Implicit coscheduling

Abstract

In modern distributed systems, coordinated time-sharing is required for communicating processes to leverage the performance of switch-based networks and low-overhead protocols. Coordinated time-sharing has traditionally been achieved with gang scheduling or explicit coscheduling, implementations of which often suffer from many deficiencies: multiple points of failure, high context-switch overheads, and poor interaction with client-server, interactive, and I/O -intensive workloads. Implicit coscheduling dynamically coordinates communicating processes across distributed machines without these structural deficiencies.
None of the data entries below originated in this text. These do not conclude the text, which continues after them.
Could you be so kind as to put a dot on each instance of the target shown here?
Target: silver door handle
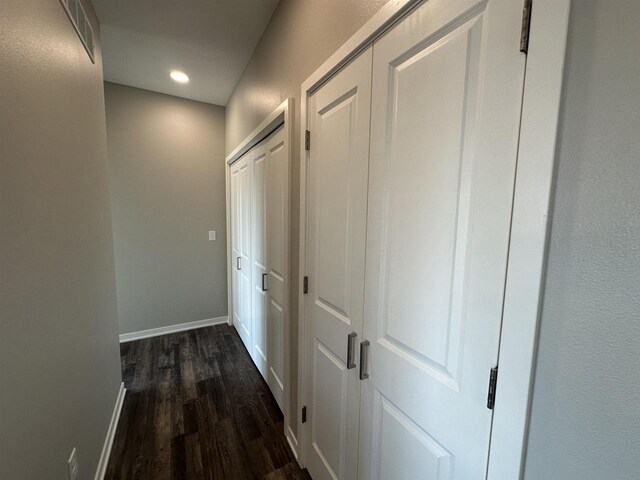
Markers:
(351, 340)
(364, 359)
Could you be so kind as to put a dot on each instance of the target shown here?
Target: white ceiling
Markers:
(210, 40)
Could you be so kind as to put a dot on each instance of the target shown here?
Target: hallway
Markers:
(197, 408)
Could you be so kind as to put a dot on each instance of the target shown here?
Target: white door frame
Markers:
(530, 220)
(282, 115)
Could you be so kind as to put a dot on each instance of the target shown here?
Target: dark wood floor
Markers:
(197, 408)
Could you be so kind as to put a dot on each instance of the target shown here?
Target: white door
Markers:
(258, 158)
(241, 211)
(236, 239)
(447, 88)
(277, 175)
(336, 228)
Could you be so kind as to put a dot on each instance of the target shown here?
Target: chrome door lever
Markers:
(364, 359)
(351, 340)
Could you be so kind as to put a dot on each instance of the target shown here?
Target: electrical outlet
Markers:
(72, 463)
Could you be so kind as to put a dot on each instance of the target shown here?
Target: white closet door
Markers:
(337, 202)
(236, 238)
(447, 88)
(277, 175)
(258, 350)
(243, 254)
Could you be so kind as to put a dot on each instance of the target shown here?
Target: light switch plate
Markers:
(72, 463)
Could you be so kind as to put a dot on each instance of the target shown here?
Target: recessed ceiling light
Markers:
(179, 76)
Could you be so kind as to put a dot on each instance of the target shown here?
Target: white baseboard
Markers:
(111, 433)
(293, 443)
(181, 327)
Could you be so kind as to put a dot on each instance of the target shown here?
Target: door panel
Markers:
(445, 116)
(277, 231)
(259, 259)
(338, 169)
(235, 243)
(244, 264)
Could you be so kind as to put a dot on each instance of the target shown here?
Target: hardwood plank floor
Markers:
(197, 408)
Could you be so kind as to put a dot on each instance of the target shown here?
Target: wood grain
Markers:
(197, 408)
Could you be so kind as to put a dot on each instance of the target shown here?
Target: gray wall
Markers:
(60, 370)
(166, 162)
(586, 404)
(299, 38)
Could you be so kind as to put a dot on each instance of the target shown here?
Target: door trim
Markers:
(534, 185)
(281, 115)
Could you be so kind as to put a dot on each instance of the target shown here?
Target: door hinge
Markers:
(526, 24)
(493, 381)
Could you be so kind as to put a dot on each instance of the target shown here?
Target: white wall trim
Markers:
(181, 327)
(527, 253)
(111, 433)
(293, 442)
(528, 243)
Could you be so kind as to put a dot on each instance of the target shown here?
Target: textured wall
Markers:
(60, 370)
(166, 159)
(300, 37)
(586, 404)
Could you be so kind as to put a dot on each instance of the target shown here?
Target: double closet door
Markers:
(259, 189)
(410, 184)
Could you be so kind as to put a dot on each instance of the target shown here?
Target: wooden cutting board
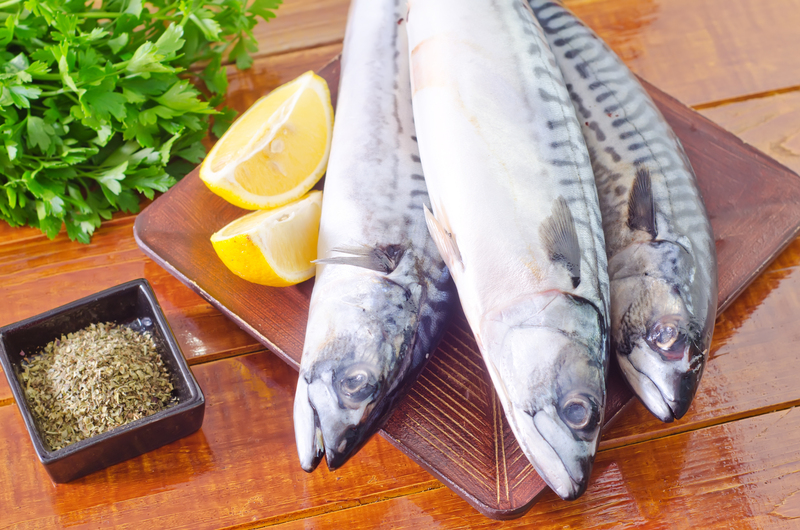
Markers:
(451, 422)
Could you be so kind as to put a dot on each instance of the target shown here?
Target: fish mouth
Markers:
(654, 396)
(568, 481)
(336, 436)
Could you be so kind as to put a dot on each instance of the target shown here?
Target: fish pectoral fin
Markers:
(444, 240)
(561, 240)
(641, 207)
(383, 258)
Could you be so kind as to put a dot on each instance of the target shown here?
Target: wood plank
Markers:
(697, 51)
(771, 124)
(246, 86)
(752, 365)
(240, 467)
(744, 474)
(302, 24)
(37, 274)
(743, 189)
(702, 51)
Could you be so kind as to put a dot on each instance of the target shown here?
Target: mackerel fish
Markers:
(661, 255)
(382, 294)
(516, 219)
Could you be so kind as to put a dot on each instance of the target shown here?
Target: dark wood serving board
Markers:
(451, 422)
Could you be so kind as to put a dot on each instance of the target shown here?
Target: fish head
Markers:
(660, 342)
(356, 343)
(550, 376)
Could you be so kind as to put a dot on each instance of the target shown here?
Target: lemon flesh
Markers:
(277, 150)
(273, 247)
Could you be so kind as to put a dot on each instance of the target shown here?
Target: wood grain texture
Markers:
(752, 365)
(699, 51)
(770, 124)
(451, 422)
(241, 466)
(39, 274)
(702, 51)
(737, 475)
(302, 24)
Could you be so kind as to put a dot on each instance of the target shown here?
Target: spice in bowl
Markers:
(93, 380)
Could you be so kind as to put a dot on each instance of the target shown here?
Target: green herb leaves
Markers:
(96, 103)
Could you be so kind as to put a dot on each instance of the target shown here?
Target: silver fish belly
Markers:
(516, 218)
(382, 294)
(661, 254)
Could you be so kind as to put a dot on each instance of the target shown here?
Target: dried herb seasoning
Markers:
(90, 381)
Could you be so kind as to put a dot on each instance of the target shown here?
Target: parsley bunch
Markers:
(97, 104)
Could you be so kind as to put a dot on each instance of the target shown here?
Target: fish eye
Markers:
(580, 412)
(355, 385)
(666, 336)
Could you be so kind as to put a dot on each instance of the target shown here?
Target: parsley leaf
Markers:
(96, 106)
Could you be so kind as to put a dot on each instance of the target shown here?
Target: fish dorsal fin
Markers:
(378, 258)
(561, 240)
(641, 208)
(444, 241)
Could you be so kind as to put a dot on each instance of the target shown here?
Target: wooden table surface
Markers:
(732, 462)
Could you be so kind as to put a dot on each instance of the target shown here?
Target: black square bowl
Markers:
(131, 304)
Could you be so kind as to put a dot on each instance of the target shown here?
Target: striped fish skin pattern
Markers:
(516, 218)
(661, 253)
(382, 294)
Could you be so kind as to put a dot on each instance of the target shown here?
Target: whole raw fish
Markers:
(661, 255)
(382, 293)
(516, 218)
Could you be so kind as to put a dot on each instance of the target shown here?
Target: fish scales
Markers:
(516, 218)
(662, 260)
(382, 294)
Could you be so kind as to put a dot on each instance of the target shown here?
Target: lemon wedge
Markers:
(277, 150)
(273, 247)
In implicit coscheduling, no communication is required across operating systems schedulers; instead, cooperating processes achieve coordination by reacting to implicit information carried by communication existing within the parallel application. The implementation of this approach is simple and allows participating nodes to act autonomously. We introduce two key mechanisms in implicit coscheduling. The first is conditional two-phase waiting, a generalization of traditional two-phase waiting in which spin-time may be increased depending upon events occuring while the process waits. The second is an extension to stride scheduling that provides preemption and is fair to processes that block. To demonstrate that implicit coscheduling performs well, we show results from an extensive set of simulation and implementation experiments. To exercise the conditional two-phase waiting algorithm, we examine three workloads: bulk-synchronous and continuous-communication synthetic applications and application kernels written in the Split-C language. To exercise the local scheduler, we examine competing jobs with different communication characteristics. We demonstrate that our implementation scales well with the number of jobs and workstations and is robust to process placement. Our experiments show that implicit coscheduling is effective and fair for a wide range of workloads; most perform within 30% of an idealized model of gang scheduling.